Good Valley Stories (Historias del buen valle) is a 2025 documentary film directed by José Luis Guerin.

== Subject ==
The documentary depicts instances of daily life in the Barcelona neighborhood of Vallbona, isolated by the Besòs river, a road, a channel, and a commuter railway.

== Production ==
The film is a Spanish-French co-production by Los Ilusos Films and Perspective Films. The inception of the film concerns a commission by the MACBA to shoot an exhibition project about disadvantaged people in Barcelona.

== Release ==
Good Valley Stories was presented at the 73rd San Sebastián International Film Festival on 25 September 2025, in competition for the Golden Shell.
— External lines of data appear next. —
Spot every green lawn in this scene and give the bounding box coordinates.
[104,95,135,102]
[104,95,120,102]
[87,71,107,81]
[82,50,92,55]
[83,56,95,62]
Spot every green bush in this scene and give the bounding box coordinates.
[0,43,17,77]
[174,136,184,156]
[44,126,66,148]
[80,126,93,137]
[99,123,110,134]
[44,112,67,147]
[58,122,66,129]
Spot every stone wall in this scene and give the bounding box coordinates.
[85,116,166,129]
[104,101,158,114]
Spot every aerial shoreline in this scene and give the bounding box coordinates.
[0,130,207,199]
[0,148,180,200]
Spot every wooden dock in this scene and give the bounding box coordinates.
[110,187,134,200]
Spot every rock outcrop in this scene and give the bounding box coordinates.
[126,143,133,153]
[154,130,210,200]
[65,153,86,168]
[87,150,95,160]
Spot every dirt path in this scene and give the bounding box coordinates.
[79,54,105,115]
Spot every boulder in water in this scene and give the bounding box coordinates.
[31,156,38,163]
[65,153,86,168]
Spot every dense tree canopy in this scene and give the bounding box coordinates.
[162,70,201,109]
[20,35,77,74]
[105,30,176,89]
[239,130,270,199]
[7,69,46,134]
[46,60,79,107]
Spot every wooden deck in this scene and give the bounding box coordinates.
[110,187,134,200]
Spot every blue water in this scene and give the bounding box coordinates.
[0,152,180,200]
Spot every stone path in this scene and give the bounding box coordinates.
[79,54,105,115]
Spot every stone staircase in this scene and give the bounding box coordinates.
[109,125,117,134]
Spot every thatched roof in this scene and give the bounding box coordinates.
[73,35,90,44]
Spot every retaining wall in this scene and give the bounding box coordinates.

Distributed by Wanda Visión, it is scheduled to be released theatrically in Spain on 6 February 2026.

== Reception ==
Jonathan Romney of ScreenDaily concluded his review stating that Guerin "doesn't romanticise its subject, and certainly shows the harsher aspects of how it must be to live in Vallbona – but does so vividly, with fascination, affection and respect".

Manuel J. Lombardo of Diario de Sevilla gave the film a 5-star rating, celebrating in style how, with the film, "cinema once again achieves that small miracle of exploration, recognition and empathy".